Brenda writes: “Today I was mostly around home doing chores and paperwork and then in the evening I had a meeting at the church in Wells. As I headed off I was delighted to record my first hawthorn flowers in our own hedge.


We’re now in a period where there is an overlap as the blackthorn finishes flowering and hawthorn (sometimes called May) comes into flower. A reminder that the way to tell them apart is that blackthorn has flowers before leaves and hawthorn has leaves before flowers! Crossing the green I spied another new species, ribwort plantain. It has a whorl of leaves, like dandelion, which are long and narrow, deeply grooved and ending in a point. The flowers are on long stalks with a black ‘blob’ on the top, the actual flower being the tiny white dots on thin stalks radiating out from it. If you have ever tried to weed it out from your garden you will know that it has tuberous roots and propagates by sending out runners underground.

ribwort plantain

Yesterday I mentioned greater celandine, which is totally unrelated to lesser celandine.
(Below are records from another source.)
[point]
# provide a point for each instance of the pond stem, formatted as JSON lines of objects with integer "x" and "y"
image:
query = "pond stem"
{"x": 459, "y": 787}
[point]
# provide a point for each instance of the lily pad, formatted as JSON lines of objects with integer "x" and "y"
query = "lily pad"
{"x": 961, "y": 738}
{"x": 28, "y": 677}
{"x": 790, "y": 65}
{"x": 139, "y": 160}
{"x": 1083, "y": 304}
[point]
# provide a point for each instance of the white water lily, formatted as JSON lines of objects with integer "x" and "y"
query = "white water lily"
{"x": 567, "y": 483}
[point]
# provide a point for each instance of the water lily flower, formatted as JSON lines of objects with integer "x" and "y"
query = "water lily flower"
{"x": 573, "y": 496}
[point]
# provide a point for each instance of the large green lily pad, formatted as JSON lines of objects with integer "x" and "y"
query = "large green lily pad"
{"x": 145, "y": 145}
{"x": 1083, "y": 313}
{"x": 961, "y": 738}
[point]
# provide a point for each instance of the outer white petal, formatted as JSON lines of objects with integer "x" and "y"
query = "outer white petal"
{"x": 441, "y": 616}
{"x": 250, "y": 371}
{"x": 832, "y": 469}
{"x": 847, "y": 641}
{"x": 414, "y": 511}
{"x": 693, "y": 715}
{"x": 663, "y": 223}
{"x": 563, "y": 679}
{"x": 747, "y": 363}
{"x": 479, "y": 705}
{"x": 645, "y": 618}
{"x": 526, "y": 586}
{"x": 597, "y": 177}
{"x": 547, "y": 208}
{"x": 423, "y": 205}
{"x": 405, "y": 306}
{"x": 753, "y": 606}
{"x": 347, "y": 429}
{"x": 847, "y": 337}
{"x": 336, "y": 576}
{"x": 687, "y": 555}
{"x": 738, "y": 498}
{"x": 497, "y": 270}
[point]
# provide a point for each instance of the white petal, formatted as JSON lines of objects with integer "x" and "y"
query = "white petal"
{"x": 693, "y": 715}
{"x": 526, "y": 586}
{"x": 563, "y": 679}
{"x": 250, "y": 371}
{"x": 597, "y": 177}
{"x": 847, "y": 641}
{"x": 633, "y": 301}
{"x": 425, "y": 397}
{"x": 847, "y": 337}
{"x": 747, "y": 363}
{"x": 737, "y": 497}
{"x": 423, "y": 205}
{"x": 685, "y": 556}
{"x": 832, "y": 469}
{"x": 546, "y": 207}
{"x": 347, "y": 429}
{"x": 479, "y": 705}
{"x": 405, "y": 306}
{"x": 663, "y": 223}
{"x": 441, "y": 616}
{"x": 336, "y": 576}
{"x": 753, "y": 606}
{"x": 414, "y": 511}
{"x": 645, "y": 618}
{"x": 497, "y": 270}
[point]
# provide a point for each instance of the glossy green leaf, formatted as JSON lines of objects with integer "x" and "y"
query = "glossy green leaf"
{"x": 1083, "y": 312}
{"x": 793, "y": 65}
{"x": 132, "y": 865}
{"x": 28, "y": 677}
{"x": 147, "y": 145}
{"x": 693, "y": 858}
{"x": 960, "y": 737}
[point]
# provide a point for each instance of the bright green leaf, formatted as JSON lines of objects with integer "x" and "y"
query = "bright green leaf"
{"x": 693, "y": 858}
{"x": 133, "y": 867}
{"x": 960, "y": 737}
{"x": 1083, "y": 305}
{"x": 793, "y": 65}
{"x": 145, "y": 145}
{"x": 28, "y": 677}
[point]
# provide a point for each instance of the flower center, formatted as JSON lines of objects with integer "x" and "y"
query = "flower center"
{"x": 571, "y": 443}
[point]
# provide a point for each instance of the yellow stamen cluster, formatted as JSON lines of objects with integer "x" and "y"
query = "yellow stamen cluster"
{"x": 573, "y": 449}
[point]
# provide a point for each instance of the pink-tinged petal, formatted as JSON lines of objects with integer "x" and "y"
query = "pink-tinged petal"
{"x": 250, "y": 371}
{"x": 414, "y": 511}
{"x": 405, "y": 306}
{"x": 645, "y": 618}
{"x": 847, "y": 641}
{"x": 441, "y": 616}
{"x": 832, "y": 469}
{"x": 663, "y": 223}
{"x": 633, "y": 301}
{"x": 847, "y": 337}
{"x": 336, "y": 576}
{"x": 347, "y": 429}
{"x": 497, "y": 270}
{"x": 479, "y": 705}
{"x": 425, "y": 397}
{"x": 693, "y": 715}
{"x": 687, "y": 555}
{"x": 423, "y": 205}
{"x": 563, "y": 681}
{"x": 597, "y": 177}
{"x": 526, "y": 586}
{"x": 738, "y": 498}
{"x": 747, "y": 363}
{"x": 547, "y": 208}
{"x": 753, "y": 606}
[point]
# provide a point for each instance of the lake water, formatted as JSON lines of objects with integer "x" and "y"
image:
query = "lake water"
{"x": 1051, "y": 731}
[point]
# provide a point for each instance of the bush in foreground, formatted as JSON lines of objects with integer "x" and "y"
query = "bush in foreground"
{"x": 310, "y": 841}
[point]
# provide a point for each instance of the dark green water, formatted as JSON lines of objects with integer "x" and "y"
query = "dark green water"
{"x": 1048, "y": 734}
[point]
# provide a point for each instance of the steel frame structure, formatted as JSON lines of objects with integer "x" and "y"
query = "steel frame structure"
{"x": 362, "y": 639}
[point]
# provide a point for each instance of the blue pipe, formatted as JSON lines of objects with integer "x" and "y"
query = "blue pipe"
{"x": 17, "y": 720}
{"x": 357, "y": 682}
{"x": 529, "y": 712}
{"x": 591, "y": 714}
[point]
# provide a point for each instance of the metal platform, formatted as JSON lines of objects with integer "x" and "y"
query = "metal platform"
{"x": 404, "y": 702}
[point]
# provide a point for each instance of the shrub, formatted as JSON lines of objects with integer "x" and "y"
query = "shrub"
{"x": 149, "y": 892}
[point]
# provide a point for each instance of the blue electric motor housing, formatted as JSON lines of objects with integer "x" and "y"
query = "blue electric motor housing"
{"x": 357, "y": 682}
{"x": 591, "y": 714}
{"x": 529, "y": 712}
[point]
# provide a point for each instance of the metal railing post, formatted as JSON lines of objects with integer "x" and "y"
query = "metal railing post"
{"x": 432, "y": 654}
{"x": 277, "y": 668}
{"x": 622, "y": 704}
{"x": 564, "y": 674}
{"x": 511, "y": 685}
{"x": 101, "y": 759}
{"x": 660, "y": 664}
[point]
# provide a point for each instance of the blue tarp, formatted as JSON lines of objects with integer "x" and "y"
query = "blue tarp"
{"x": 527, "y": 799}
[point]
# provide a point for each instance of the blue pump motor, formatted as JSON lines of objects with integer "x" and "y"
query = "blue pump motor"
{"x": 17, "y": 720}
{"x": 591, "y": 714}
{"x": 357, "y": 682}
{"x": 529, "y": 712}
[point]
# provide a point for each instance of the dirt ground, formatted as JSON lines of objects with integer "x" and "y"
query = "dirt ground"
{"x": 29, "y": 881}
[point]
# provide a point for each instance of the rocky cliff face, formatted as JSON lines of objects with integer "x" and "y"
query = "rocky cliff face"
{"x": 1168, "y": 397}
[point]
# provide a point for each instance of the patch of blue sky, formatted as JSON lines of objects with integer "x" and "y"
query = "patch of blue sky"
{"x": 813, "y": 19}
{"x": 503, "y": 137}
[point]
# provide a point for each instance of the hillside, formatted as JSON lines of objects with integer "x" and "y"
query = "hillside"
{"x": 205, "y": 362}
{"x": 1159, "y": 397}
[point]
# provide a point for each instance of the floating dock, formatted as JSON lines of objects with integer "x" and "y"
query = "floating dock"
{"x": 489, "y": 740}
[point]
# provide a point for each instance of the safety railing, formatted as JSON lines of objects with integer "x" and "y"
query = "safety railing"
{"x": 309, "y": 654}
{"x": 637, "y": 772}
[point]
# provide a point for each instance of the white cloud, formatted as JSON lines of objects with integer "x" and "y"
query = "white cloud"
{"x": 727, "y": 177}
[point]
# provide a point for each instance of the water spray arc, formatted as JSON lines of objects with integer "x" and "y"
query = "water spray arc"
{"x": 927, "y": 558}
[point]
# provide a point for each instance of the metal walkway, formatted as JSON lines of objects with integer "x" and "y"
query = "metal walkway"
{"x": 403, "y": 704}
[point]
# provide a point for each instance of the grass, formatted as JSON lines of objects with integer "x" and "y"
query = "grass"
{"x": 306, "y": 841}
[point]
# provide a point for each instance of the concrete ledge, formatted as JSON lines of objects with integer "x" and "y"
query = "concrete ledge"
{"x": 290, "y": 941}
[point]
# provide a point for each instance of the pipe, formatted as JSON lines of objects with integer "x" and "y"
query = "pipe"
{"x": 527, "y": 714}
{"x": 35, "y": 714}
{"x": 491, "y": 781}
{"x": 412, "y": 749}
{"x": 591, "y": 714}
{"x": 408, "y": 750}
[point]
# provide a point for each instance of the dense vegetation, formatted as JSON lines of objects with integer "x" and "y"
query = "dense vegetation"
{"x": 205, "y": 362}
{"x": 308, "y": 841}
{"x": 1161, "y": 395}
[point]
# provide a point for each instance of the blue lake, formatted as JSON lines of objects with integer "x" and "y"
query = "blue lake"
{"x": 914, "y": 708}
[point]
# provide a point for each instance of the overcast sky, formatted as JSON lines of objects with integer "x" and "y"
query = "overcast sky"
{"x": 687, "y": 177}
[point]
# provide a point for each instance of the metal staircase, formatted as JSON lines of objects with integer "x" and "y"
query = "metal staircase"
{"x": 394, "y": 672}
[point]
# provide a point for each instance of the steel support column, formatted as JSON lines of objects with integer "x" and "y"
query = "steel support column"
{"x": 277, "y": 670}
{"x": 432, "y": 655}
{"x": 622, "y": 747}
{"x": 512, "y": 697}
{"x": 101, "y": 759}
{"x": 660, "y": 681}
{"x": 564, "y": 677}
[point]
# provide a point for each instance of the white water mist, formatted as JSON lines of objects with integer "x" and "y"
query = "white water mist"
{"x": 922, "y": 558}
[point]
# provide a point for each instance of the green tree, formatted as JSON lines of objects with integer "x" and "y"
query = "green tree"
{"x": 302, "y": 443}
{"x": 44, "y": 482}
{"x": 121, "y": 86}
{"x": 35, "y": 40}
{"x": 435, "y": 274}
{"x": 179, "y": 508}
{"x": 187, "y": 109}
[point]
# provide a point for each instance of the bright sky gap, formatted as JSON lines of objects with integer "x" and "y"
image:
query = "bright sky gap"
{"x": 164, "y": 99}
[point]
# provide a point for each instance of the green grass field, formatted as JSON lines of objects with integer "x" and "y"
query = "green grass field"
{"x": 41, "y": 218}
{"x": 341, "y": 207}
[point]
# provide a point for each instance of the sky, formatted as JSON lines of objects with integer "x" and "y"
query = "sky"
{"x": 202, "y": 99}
It is the first member of the poppy family to come into flower and grows up a particular wall in Wells near to the church.

greater celandine

You may remember that I’ve previously expressed my disappointment with the poor illustrations in the Collins flower guide, but I am still referencing the text which is rather technical but also sometimes gives more information about the plant. In this case I was not aware that greater celandine is an introduced species originally propagated for medical purposes, but the whole plant is ‘very poisonous’!”